Clinical AI and Interoperability: Why the Standards Matter

Most conversations about AI in healthcare are asking the wrong question. The question is not whether to use AI. It is which type of AI, in which part of a clinical workflow, governed by what standards, and connected to what data infrastructure.

‍

Get that right and AI reduces provider burden, improves documentation quality, and helps data flow where it needs to go. Get it wrong and you have a system that hallucinates, produces inconsistent outputs, and creates liability no SOAP note can protect you from.

‍

On an episode of the Next Orbit podcast, Mike Lang, a 30-year healthcare technology veteran and Senior Vice President at BINGLI, joined Leap Orbit's Ben Wade and Mike Hunter for a conversation that moved past the hype and into the mechanics. What emerged was a practical framework for thinking about how AI, clinical data standards, and interoperability have to work together to produce outcomes worth having.

‍

AI in Healthcare Has Always Been a Standards Problem in Disguise

Before the current wave of large language models (LLMs), AI in healthcare wore different names: algorithms, predictive analytics, machine learning, artificial neural networks. Many of those tools have been embedded in clinical workflows for decades. What changed with generative AI is the surface area of potential misapplication, and with it, the urgency of getting the governance right.

‍

Mike Hunter, whose work as Leap Orbit's Federal Practice Director spans federal partners including the CDC, VA, HRSA, and SAMHSA, has written about AI's intersection with data and interoperability standards. His framing on the podcast captures the underlying tension:

‍

"The future is one that's based on standards which will evolve to meet our needs. It's based on using AI in a way that enables the people who have the wisdom to do the work to do the work effectively and efficiently."

‍

That framing puts standards at the center rather than the technology itself. It is a distinction that matters enormously in healthcare, where the difference between a useful tool and a dangerous one often comes down to whether the right governance structures are in place.

‍

Deterministic vs. Non-Deterministic AI: The Most Important Topic Nobody's Talking About

Here is the core problem with applying LLMs to clinical workflows: LLMs are not deterministic. Run the same inputs twice and you may get two different outputs. For most industries, that is a manageable tradeoff. In medicine, it is a patient safety issue.

‍

Lang articulated four properties that make deterministic AI the appropriate choice for regulated clinical settings:

Consistency. The same inputs produce the same outputs, every time. In clinical triage, deviation is not acceptable.
Auditability. Because a deterministic model follows the same logic path on every run, clinicians and administrators can trace exactly how a recommendation was reached.
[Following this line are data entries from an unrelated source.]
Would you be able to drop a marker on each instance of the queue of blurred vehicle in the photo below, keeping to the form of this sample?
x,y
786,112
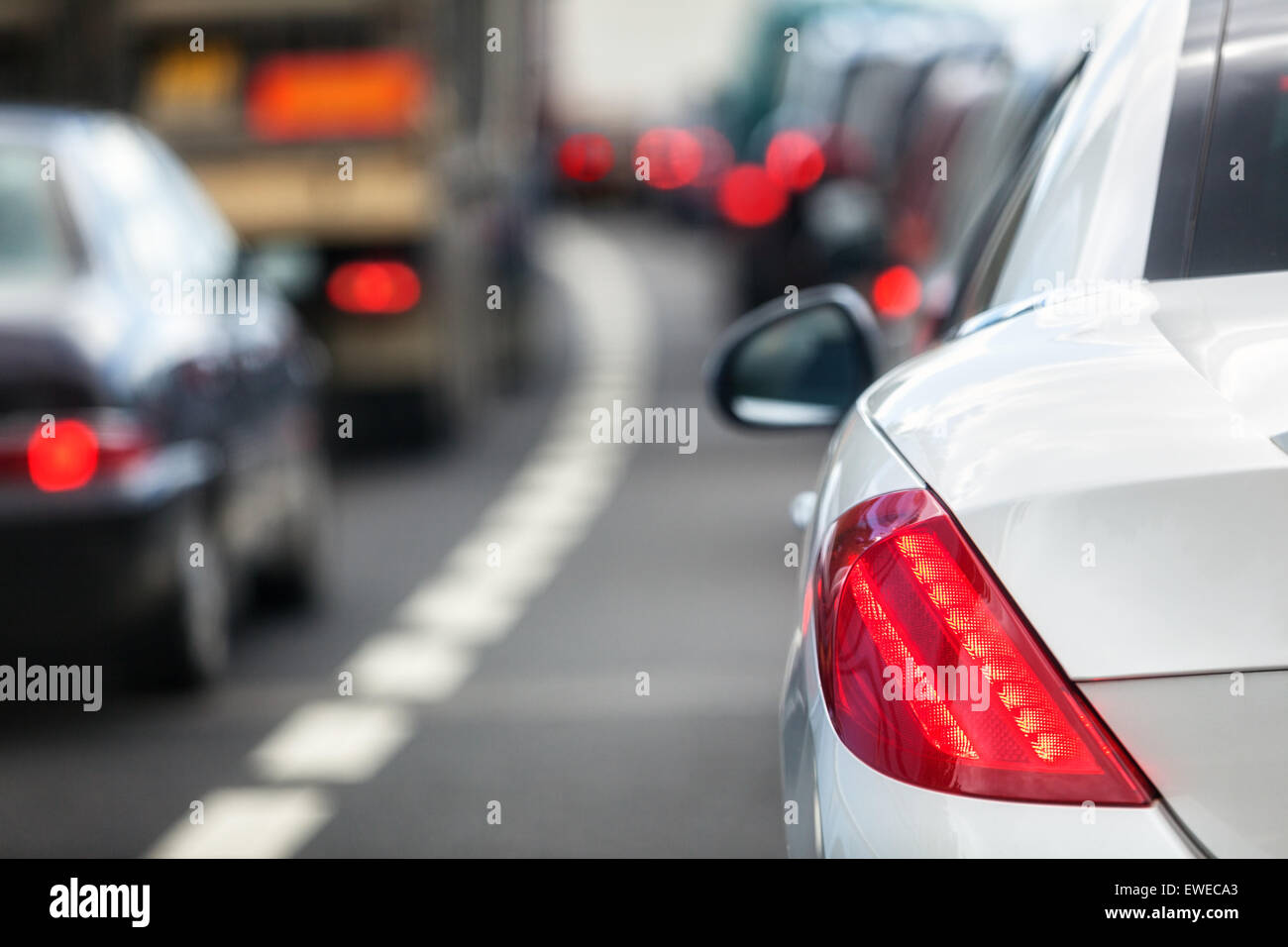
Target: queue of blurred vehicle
x,y
871,144
364,153
310,235
159,433
1119,384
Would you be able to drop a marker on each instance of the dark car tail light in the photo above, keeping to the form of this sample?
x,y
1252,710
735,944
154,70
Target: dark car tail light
x,y
587,158
932,677
795,159
897,292
374,287
68,454
748,196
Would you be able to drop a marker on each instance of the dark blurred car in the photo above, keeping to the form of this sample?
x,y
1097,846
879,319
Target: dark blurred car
x,y
837,141
159,445
927,149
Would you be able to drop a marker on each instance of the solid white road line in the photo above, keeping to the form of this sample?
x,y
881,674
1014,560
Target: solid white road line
x,y
344,740
248,823
489,578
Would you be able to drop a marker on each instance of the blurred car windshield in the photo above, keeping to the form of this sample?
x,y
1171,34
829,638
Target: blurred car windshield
x,y
33,240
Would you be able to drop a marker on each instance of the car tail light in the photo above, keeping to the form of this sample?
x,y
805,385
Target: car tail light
x,y
674,158
897,292
374,287
68,454
795,159
587,158
748,197
932,677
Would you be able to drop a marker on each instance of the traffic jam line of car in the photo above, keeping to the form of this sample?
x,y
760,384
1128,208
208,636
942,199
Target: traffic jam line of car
x,y
480,595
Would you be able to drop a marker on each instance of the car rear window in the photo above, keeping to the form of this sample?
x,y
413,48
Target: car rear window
x,y
31,230
1243,208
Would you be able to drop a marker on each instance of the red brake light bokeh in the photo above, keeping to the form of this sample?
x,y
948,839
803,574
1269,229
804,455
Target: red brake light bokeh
x,y
748,197
795,159
931,677
897,292
674,158
374,287
587,158
64,462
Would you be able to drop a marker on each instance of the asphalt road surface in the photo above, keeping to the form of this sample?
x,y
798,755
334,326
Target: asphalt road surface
x,y
494,608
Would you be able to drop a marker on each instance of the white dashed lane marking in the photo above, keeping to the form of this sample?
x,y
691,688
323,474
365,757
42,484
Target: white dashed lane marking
x,y
485,585
248,823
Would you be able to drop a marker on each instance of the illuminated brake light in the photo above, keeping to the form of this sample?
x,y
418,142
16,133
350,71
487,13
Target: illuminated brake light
x,y
301,95
374,287
897,292
932,677
748,197
674,158
63,460
587,158
795,159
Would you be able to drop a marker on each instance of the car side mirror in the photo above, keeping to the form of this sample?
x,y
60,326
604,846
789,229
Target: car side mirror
x,y
802,368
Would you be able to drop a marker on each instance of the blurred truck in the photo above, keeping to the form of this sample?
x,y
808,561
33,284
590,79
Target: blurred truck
x,y
372,153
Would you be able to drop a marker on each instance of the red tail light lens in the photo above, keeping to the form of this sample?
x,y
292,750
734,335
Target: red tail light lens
x,y
374,287
65,460
587,158
748,197
932,677
897,292
674,158
795,159
69,453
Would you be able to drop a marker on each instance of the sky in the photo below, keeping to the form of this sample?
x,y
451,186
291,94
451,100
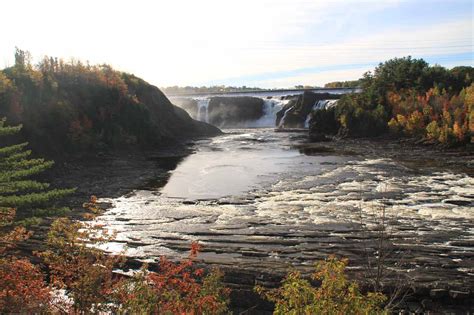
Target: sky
x,y
264,43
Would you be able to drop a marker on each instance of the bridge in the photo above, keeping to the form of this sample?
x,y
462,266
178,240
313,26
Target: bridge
x,y
266,93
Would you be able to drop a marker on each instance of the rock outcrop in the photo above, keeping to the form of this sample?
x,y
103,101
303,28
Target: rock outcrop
x,y
188,104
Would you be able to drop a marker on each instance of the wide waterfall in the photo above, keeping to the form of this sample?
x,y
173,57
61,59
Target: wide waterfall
x,y
268,120
322,104
270,108
203,110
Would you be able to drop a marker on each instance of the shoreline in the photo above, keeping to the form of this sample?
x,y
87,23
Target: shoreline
x,y
150,169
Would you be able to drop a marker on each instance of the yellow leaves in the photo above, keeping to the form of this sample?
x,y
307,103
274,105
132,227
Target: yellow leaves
x,y
336,295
LLM outputs change in nuanced ways that are not reproducible or auditable in the same way. "If LLMs create hallucinations," Lang noted, "that means that the work it's doing to come out with the different outcomes are not really auditable because they change in each output."
Regulated workflows. Evidence-based clinical protocols, like the Schmitt-Thompson protocols used in nurse triage, are regulated and peer-reviewed. Deterministic models can enforce those protocols faithfully. LLMs cannot.
Scalability. Deterministic models scale reliably. As volume increases, consistent outputs become more important, not less.

‍

This does not mean LLMs have no role. They are well suited for the parts of a clinical workflow that do not require clinical certainty: converting "my tummy hurts" into "abdominal pain," surfacing relevant assessment forms based on what a patient describes, or generating a narrative report after a deterministic model has produced a clinical outcome. The key is knowing the boundaries.

‍

As Lang put it: "We use LLMs but we use it in non-clinical outcome-oriented workflows."

‍

The same principle Mike Hunter raised about ontology applies here. Clinical terminologies like SNOMED, ICD-10, and LOINC exist precisely because consistency in how data is labeled determines whether that data can be trusted, shared, and acted on downstream. AI that undermines that consistency at the point of capture creates problems that ripple through every downstream system.

‍

The Human-in-the-Loop Requirement Is Not a Limitation. It's the Standard.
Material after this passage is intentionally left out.